Há cubículos na Penitenciária Lemos de Brito que são verdadeiros brincos. Tudo tem grade: a escola, a igreja, as oficinas e até a janela do quarto de Jesus num quadro pintado a mão por um preso.
Girassóis, estrelas do mar, afogo-me num amar de risos porque a metáfora é tão boa e a poesia voltou pra mim como um amante arrependido. Encheu meu coração de rimas e de ritmos que não comando. Às vezes penso que ela foi embora, que fiquei velha, que fiquei triste para sempre, que caí na mediocridade de ver novelas, juntar dinheiro e sentir dores, medo e ciúmes como todo o mundo, que minha dor só vai me fazer chorar e chorar e é quase à toa, olhos marejados, rio de lágrimas, disfarçadas feito pecado, é proibido ser triste, é feio chorar escondido, e se alguém me pega? Entrego-me à avalanche das palavras e nem me ligo nos significados, que desculpem e descubram os leitores, quando eu própria tiver me transformado numa metáfora, numa onomatopeia, numa metonímia.
Quando crescer, quero ser metáfora. E morar na poesia, na tua, que quero uma por dia, te espremendo assim com toda a força o coração, o peito, o choro, o desejo, o medo, a alegria exagerada que nos envergonha porque o mundo é triste pra caramba, cheio de gente com fome e ladrões de merenda, e ainda assim quero teus versos diários, vindos pela estratosfera via satélite num rabo de foguete, quente como fomos, como poderíamos ser de novo se habitássemos o mesmo planeta, se nos encontrássemos por acaso numa revelação bem na esquina, se clicássemos com a retina e pudéssemos saber da cara um do outro sem o recurso de olhar fotografia, porque já pintei o cabelo e você nem fez a barba, talvez hoje eu seja loura, eu seja outra, ou louca, como saberias? A rotina nos massacraria, a culpa, nossas diferenças. Guardo teu olho de rasgar meu corpo numa lembrança bem curta, foi um flagrante, um olhar quase um delito, tu não me olhavas, me espiavas, sei do desejo e da desconfiança. Nunca me encontrarás fora das letras, fiquei na margem do rio, numa tenda onde nos abraçamos como dois estranhos, suados e aflitos, quase arrependidos. O telefone da loura ficou escrito no programa. O mundo está cheio delas, nelas tropeças, contas, casas, nunca tendas, nelas filhos.

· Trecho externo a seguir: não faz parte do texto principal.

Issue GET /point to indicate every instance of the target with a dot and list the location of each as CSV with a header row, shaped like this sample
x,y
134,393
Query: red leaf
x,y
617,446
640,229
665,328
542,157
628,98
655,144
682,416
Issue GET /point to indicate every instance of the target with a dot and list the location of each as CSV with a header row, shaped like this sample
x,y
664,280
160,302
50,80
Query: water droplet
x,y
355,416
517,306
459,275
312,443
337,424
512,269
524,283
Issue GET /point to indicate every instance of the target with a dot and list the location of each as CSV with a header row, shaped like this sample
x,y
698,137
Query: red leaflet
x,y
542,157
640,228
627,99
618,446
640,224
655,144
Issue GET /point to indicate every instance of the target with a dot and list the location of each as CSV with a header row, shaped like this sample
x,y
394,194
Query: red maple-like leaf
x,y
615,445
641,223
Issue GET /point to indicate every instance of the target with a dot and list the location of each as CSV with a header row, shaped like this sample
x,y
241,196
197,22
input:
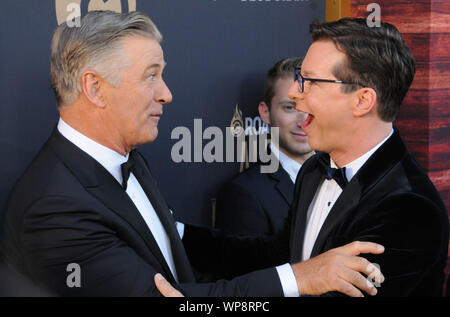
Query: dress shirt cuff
x,y
180,228
288,281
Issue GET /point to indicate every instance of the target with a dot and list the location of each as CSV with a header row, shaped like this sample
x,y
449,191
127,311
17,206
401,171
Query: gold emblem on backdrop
x,y
65,7
237,123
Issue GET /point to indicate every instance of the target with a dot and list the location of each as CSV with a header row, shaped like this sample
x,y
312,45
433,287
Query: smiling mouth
x,y
156,116
307,123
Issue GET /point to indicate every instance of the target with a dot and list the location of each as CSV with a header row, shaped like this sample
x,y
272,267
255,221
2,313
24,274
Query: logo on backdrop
x,y
240,128
71,10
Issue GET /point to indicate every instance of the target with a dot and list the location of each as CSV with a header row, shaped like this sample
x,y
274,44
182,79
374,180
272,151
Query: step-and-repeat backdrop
x,y
217,52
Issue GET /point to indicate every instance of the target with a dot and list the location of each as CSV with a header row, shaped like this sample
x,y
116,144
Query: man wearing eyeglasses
x,y
363,184
254,202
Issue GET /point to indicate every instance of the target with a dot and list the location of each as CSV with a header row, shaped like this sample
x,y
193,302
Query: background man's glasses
x,y
301,80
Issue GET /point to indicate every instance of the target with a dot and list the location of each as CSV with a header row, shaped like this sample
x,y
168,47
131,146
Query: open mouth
x,y
156,116
307,123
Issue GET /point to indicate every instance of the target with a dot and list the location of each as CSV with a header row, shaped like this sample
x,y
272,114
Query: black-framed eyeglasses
x,y
301,80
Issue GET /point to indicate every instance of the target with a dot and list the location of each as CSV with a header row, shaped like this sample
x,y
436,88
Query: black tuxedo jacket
x,y
390,201
254,203
67,209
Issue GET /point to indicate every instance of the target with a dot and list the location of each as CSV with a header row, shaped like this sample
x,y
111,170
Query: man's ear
x,y
264,112
366,99
91,84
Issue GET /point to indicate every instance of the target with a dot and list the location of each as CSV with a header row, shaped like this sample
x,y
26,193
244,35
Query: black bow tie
x,y
338,174
127,168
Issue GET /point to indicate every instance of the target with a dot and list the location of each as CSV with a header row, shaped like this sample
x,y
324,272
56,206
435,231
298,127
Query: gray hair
x,y
95,44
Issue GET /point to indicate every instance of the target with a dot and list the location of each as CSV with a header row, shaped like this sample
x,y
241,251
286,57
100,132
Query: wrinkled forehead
x,y
321,59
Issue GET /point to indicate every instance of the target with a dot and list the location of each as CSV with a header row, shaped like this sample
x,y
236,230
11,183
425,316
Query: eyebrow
x,y
308,74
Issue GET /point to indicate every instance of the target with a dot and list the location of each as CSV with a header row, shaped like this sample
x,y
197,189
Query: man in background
x,y
254,202
88,201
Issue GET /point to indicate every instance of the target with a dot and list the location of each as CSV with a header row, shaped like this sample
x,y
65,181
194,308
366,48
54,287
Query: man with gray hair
x,y
87,219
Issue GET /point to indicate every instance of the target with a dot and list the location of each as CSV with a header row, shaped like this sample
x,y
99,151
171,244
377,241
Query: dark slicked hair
x,y
282,69
377,57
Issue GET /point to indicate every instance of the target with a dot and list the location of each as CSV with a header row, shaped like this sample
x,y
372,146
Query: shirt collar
x,y
291,166
353,167
109,159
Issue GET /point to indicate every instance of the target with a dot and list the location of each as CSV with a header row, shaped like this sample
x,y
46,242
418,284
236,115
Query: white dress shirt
x,y
112,161
325,198
292,167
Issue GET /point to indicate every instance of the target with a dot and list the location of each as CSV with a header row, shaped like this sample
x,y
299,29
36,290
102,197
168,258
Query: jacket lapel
x,y
102,185
283,184
180,258
310,178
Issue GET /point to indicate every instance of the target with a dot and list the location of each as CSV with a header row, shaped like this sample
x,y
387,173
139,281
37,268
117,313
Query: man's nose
x,y
165,95
295,94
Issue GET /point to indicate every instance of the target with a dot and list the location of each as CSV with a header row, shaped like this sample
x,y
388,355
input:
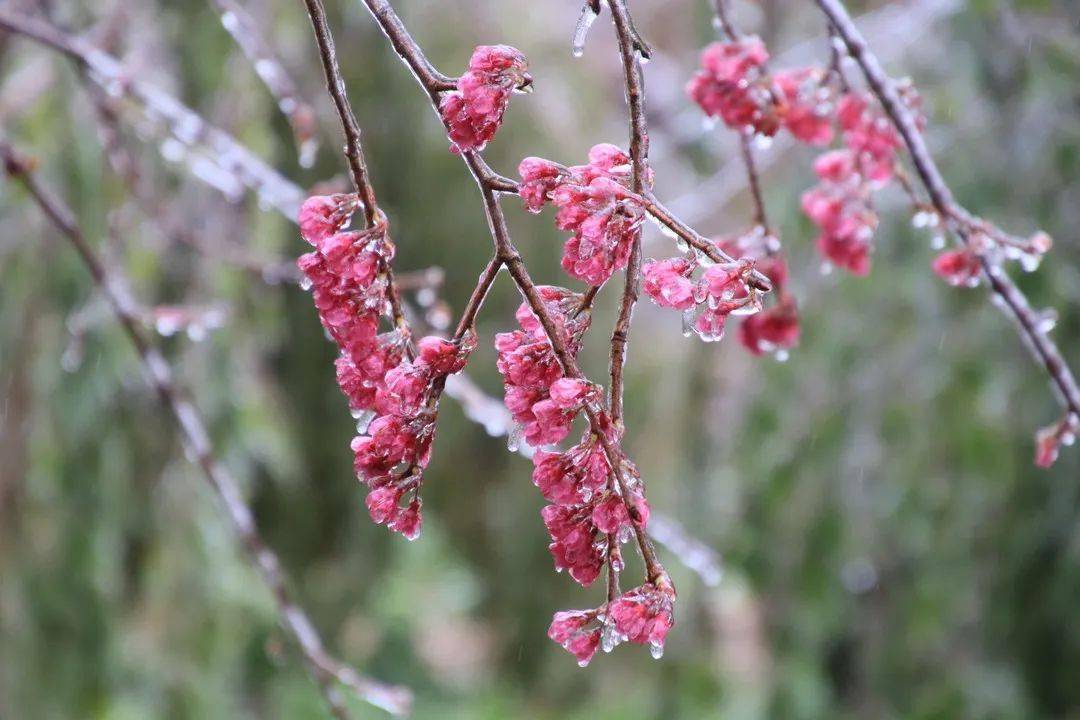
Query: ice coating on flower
x,y
595,205
841,207
669,284
777,327
869,135
1050,439
720,290
538,396
731,85
473,112
806,109
644,614
394,395
959,268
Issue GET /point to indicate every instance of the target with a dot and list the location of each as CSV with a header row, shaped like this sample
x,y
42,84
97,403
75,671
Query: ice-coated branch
x,y
1011,300
325,669
301,118
634,81
353,149
508,255
226,164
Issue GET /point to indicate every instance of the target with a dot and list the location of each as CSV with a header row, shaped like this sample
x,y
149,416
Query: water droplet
x,y
514,438
585,21
363,419
1047,320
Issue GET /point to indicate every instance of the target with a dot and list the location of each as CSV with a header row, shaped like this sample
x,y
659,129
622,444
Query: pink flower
x,y
839,205
570,477
958,268
537,395
583,646
594,204
869,135
568,393
667,283
644,614
565,624
382,503
324,215
805,111
731,85
539,177
575,544
610,515
408,521
1050,439
473,112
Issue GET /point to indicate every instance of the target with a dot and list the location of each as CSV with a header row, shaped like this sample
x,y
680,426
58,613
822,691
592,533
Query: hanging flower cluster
x,y
593,511
774,329
720,290
595,204
393,397
812,105
733,85
473,112
642,615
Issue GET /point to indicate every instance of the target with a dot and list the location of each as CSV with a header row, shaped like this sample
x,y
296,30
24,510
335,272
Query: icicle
x,y
581,30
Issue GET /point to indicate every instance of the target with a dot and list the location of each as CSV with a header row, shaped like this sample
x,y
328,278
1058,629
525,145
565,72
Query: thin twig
x,y
508,255
634,82
230,158
301,118
323,667
1013,302
353,149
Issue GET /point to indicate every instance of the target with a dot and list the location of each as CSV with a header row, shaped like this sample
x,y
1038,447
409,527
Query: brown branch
x,y
1012,300
697,241
184,125
508,255
353,149
634,82
760,218
323,667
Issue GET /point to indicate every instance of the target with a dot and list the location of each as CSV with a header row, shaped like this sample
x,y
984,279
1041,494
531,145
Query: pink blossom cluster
x,y
642,615
841,203
473,112
542,402
842,208
720,290
394,395
592,511
594,203
774,329
733,85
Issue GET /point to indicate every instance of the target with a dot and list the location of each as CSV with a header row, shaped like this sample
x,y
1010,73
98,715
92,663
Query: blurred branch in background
x,y
325,669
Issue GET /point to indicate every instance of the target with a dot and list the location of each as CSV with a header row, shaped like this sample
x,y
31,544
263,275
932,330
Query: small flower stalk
x,y
392,391
473,112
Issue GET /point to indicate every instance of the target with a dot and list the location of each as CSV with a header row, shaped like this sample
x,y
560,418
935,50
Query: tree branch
x,y
323,667
1012,300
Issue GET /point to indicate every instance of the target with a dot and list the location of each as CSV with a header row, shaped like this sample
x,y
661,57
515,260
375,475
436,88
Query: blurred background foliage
x,y
889,551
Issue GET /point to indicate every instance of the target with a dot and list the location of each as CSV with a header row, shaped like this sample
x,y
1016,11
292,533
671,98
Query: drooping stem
x,y
1013,302
353,148
634,82
325,669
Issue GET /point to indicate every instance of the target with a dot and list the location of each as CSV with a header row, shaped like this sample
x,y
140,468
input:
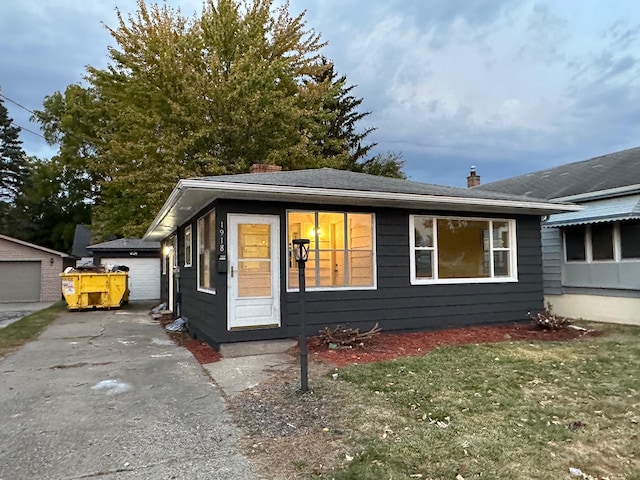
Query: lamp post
x,y
301,254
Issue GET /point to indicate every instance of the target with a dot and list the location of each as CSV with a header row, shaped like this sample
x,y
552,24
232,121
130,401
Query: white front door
x,y
253,272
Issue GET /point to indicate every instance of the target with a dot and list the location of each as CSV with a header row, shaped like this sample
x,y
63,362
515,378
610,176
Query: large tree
x,y
12,158
240,83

Eu fiquei com o coração aos pulos olhando o sol se pôr na beira do rio, com todos os ciúmes que senti na vida, amalgamados na violência daquela cena. Nunca me encontrarás porque eu não estou no Rio, estou no epicentro de um mundo melhor que desmontaram depois do evento, vento. Invento combinações de palavras malucas e fico aliviada e satisfeita, como se por algumas horas eu habitasse outro universo, o nosso, de verso. Tu sabes quanto tempo leva uma poesia, quanta alegria, quanto transbordamento. Semana passada eu não conseguia escrever uma linha de poema. Cheguei no trabalho como quem chega no inferno alegre porque existe vida depois da morte, e abraça o capeta. Mas temos sorte, a poesia me possuiu de novo como um macho de personalidade forte. Fecho os olhos e teclo, teclo, teclo, sem olhar, como se pianista fosse e ouvisse música. Como se psicografasse. Como se um girassol se curvasse, como se uma estrela cadente nos acertasse. Nunca seremos consumistas. Nunca meras conquistas. Temos poemas nascendo de dentro da cabeça e isso é milagre. Somos fábrica de enrolar palavras, com elas desmanchamos o mundo da cobiça. Quem tem metáforas guardadas dentro do corpo não compra celular último tipo. Tem preguiça.
Esperávamos pela mágica do amor, ela passou batida. Meu grande amor já tinha tomado outro rumo no vagão da frente. Foi-se. Levou-me no bolso como um souvenir de viagem. Guarda-me assim, como um retrato, enquanto a lua mingua, o sol se põe de lado, e nuvens carregadas de lembranças tão tolas quanto as nossas atravessam os cantos do céu criminosas. Ora, flores morrem todos os dias.